# Toshiba Regza TV Malfunction



## Butcha (Aug 8, 2012)

Toshiba Regza 42WLT66A LCD Picture and sound on DTV has stopped functioning (blank black screen) But i can still watch DVDs no problem????


----------



## Cookiegal (Aug 27, 2003)

I'm no expert on TVs but I wonder if it could be that the "source" needs to be changed back to HDMI or component, depending on what type of cable you're using and assuming you have satellite service.
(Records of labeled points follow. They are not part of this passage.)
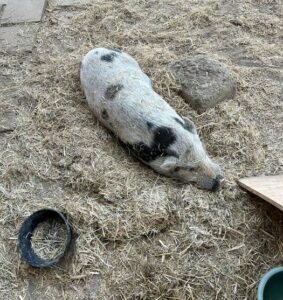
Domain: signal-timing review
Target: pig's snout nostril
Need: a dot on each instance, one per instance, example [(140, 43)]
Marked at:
[(217, 182)]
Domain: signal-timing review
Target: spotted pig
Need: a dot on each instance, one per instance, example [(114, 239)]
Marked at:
[(122, 98)]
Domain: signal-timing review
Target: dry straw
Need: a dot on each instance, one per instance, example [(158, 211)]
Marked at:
[(140, 235)]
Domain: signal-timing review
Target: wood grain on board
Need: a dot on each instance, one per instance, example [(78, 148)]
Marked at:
[(269, 188)]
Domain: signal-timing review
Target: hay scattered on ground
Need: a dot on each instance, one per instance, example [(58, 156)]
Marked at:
[(140, 235)]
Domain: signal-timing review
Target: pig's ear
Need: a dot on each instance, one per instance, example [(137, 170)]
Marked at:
[(169, 163), (189, 125)]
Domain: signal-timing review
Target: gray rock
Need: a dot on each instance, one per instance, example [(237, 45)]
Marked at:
[(205, 82)]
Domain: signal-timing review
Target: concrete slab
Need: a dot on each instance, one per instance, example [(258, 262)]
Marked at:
[(70, 2), (18, 37), (22, 11)]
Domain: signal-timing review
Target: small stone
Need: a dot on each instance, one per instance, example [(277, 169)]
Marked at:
[(204, 81), (7, 120)]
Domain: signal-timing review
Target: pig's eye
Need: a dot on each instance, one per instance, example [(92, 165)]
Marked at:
[(191, 168), (177, 169)]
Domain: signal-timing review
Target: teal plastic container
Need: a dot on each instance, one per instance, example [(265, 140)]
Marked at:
[(271, 285)]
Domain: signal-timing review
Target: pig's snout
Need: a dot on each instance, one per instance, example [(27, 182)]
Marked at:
[(212, 184)]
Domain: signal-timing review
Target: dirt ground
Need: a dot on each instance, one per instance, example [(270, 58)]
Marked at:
[(140, 235)]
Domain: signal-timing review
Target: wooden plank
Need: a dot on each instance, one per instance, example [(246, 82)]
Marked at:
[(269, 188)]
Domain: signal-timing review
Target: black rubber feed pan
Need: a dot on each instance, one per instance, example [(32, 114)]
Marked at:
[(26, 232)]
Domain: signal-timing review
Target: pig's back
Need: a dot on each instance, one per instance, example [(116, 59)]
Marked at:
[(121, 96)]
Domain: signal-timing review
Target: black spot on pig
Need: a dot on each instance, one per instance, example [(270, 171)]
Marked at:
[(116, 50), (163, 138), (189, 126), (149, 125), (112, 91), (104, 114), (108, 57)]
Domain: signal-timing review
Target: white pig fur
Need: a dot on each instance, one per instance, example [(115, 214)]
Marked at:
[(122, 98)]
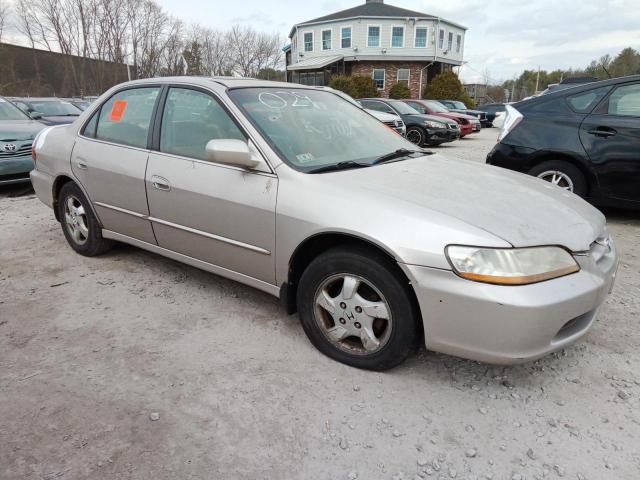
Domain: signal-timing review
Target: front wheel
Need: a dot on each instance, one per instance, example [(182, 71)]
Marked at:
[(79, 224), (356, 308), (416, 135), (563, 174)]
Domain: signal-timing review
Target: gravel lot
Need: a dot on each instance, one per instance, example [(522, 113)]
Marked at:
[(132, 366)]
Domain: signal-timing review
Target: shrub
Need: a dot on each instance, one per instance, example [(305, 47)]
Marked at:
[(447, 86), (400, 90)]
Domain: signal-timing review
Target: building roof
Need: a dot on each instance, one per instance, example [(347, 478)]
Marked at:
[(372, 8)]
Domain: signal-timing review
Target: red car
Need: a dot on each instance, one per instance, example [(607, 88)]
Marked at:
[(468, 123)]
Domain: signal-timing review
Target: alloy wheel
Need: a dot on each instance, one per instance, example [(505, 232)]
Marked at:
[(353, 314)]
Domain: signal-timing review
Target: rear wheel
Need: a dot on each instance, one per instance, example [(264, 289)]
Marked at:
[(416, 135), (356, 308), (562, 174), (79, 224)]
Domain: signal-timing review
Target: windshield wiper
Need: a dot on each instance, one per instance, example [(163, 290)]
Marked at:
[(401, 152), (346, 165)]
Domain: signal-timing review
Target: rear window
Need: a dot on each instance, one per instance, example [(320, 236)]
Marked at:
[(584, 102)]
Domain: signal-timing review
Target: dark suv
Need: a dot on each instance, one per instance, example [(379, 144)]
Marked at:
[(585, 139)]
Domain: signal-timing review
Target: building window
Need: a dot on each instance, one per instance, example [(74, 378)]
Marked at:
[(326, 39), (397, 37), (378, 77), (403, 76), (345, 35), (373, 36), (421, 37), (308, 42)]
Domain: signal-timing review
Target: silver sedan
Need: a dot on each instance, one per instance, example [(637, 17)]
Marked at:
[(379, 246)]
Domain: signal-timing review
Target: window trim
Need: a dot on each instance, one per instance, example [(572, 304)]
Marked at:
[(404, 36), (152, 120), (304, 42), (415, 36), (330, 30), (379, 36), (342, 29), (408, 80), (384, 77)]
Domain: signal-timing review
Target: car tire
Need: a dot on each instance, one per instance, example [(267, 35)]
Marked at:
[(417, 135), (378, 288), (563, 174), (79, 224)]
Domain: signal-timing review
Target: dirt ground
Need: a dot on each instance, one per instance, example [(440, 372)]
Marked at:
[(132, 366)]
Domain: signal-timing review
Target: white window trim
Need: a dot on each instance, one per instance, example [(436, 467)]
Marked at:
[(408, 78), (415, 36), (322, 39), (444, 34), (384, 76), (304, 43), (404, 35), (351, 38), (379, 36)]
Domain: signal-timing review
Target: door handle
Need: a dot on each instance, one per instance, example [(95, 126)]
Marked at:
[(160, 183), (602, 132)]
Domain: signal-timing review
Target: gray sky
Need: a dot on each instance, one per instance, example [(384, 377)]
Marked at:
[(504, 36)]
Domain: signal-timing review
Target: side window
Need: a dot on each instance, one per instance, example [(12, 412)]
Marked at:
[(90, 127), (625, 101), (584, 102), (126, 117), (192, 118)]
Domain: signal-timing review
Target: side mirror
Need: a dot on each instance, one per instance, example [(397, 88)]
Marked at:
[(231, 152)]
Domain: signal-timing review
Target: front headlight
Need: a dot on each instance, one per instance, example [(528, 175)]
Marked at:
[(432, 124), (511, 266)]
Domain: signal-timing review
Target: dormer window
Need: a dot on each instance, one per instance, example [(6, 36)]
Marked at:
[(326, 39), (308, 42), (345, 37), (421, 37), (397, 37), (373, 36)]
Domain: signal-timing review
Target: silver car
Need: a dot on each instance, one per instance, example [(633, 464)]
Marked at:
[(295, 191)]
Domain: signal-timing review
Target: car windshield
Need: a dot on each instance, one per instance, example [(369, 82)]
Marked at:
[(54, 108), (402, 108), (312, 129), (8, 111), (437, 107)]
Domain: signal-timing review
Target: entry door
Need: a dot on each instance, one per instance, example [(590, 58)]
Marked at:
[(219, 214), (110, 160), (611, 138)]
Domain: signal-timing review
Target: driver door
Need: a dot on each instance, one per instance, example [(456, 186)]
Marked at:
[(216, 213)]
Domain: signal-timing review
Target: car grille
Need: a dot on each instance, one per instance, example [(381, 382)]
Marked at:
[(21, 151)]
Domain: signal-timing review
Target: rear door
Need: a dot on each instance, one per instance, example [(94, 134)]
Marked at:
[(611, 137), (110, 159), (216, 213)]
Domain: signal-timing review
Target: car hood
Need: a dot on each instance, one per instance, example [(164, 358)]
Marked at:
[(520, 209), (12, 130)]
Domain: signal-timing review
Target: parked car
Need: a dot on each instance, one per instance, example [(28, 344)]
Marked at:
[(422, 130), (468, 124), (460, 107), (49, 111), (389, 119), (585, 140), (295, 191), (17, 131)]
Or have you tried resetting the receiver, again, assuming you have satellite service?


----------



## Butcha (Aug 8, 2012)

Hmmm thx for the response, i haven't got satellite service, but i might hook up something via HDMI to see if that is functioning as its just using RCA plugs at present..


----------



## DoubleHelix (Dec 10, 2004)

How do you get a television signal? What equipment is used?


----------



## Butcha (Aug 8, 2012)

I have another TV hooked up to Aerial that supplies signal, that TV receives signal. So i guess it must be a damaged digital board within the TV...I am going to try an external set top box tomorrow to see if that works..


----------



## Karlisle (Sep 4, 2012)

I have the same problem. Any solutions?


----------



## Butcha (Aug 8, 2012)

Hi, i connected an external digital set top box and it worked. So it must be the digital board inside the unit....does anyone know if they are easy to replace? and at what cost?


----------